TAP — Predicting Which Data Will Improve Your Model, Before You Train

TAP, Trajectory Advantage Predictor, is a cheap, self-improving model that learns f(GRPO signals) → predicted post-RL lift. We present a new model architecture that predicts if a given RL dataset will improve an LLM without ever training on it. Our TAP architecture beats the current SOTA (inference function methods) in terms of both cost and performance.

Inference-Time Compute Hackathon (Applied AI Track).
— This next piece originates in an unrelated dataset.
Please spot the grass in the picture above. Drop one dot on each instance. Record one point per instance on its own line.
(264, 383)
Built on Qwen2.5-Math-1.5B and Qwen3-1.7B with GRPO/RLVR across math, code, science, and general knowledge.

For an interactive exploration of our training results, visit: this link. The presentation slides can be found here.


Vision & Problem Fit

Frontier labs are buying huge amounts of RL data from domain experts. Most of it, however, is noisy and does not affect the model in terms of performance. We therefore wanted to find out if there is a way to filter for high-signal data, without needing to run the full RL train + eval loop. In this way, we avoid burning GPUs and hours on data that may not help at all.

That makes data selection the real bottleneck of RLVR, and it's exactly the hackathon's question: what task- and dataset-level metrics correlate with a model's post-RL performance gain, why, and where do they sit on the cost–quality Pareto frontier?
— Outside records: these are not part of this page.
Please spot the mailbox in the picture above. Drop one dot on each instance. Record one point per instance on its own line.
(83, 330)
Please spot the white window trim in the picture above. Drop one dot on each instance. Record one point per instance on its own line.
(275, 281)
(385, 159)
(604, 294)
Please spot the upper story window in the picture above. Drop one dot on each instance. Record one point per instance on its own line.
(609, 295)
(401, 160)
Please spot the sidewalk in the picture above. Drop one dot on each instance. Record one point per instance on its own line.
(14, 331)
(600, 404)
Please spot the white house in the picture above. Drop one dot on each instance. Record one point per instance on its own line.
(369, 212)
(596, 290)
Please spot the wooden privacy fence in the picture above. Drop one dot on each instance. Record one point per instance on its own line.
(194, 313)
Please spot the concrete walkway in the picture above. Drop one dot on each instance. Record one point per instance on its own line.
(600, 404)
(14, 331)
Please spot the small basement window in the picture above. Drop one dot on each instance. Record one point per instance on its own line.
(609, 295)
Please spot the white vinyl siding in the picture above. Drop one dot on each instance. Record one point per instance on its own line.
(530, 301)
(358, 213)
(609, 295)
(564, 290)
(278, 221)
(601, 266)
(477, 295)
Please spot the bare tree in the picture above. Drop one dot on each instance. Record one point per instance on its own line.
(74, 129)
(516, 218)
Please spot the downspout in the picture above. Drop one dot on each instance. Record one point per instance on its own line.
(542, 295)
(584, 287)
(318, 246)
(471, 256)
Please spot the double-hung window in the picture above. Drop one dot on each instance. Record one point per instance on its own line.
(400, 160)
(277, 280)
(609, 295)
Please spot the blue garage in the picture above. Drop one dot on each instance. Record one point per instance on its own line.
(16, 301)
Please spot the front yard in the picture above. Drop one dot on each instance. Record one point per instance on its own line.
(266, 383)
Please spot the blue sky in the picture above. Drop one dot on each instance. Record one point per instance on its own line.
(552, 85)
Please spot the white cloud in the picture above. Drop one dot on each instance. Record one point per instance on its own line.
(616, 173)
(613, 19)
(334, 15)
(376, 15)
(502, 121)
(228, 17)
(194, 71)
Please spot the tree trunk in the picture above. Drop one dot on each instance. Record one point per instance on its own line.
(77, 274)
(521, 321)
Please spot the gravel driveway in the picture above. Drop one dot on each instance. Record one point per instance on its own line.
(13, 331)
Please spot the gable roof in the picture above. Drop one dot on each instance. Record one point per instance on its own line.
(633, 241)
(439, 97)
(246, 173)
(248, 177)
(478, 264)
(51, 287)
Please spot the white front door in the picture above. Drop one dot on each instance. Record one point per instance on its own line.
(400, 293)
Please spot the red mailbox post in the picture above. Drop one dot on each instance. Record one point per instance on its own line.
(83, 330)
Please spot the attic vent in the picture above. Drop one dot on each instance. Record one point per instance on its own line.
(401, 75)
Our research introduces a new training architecture, Trajectory Advantage Predictor (TAP), which is able to predict training results without actually training the model. Instead of training to find out, we predict the lift from signals we can read off a handful of rollouts the policy already produces. The unit of prediction is a cohort (a small dataset), the target is the measured post-RL lift, and the predictor is cheap enough to run on every candidate batch. It directly answers "will this data make the model better, and by how much?" before you pay for it.


Technical Execution

We built the whole pipeline end-to-end, and the core of it works as follows:

  1. Post-train (GRPO) a battery of cohorts across subjects and measure the true lift on a held-out probe.
  2. Extract 23 cheap features (derived via testing and from existing literature) from the same rollouts. A single forward pass is significantly cheaper to run, than a full backwards pass, which allows us to extract features which encode model internals.
  3. Train a small gradient-boosted model f(features) → lift (ridge benchmarked as a baseline).
  4. Validate with leave-one-cohort-out, leave-one-domain-out, and decision/selection metrics.
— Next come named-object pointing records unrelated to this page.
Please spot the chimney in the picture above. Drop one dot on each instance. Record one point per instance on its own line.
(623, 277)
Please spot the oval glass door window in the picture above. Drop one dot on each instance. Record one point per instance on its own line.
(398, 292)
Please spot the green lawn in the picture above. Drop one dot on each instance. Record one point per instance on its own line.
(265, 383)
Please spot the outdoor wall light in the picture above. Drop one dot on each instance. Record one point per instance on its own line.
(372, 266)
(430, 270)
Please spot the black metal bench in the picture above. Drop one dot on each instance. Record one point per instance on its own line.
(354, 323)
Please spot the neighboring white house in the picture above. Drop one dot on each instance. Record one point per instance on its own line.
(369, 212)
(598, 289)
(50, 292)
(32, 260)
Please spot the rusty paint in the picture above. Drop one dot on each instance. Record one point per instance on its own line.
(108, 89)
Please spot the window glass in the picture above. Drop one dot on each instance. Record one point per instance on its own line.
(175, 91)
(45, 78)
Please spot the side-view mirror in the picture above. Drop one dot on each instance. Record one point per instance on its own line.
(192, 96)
What actually works (measured):

  • Real multi-subject study: Qwen3-1.7B across 4 subjects (science, code, math, general knowledge) — 320 cohorts, 960 labels.
  • Predicted vs. actual lift: pooled Spearman ρ ≈ 0.78, Pearson 0.72 (leave-one-out); shown two datasets, the model picks the better one ~78% of the time.
  • Selection (the decision that matters): pick the top 10% of datasets by our score → +68% more improvement than random, capturing ~70% of a perfect, noise-free oracle — and it beats picking by the noisy measured lift itself.
  • Near the measurement ceiling: we're at ~97% of what 3-seed labels physically permit (ceiling ≈ 0.80); the gap is label noise, not the predictor.
  • A working closed loop: an online predictor re-scores fresh cohorts against the current model each step and trains the winner. Over 8 cumulative GRPO steps, online NLL −0.539 (improves) vs random +0.331 (worsens)+0.869 nats advantage, with the predictor learning online (cold-starts as the advantage-spread heuristic, ridge engages by step 4).

Novelty & Insight

The key insight which allowed us to beat SOTA was that the most expensive part of a train-eval loop is the backwards pass. By performing cheap forward passes, we are able to extract features that encode what the model has learned, and train a smaller model to learn an internal representation for the RL process itself.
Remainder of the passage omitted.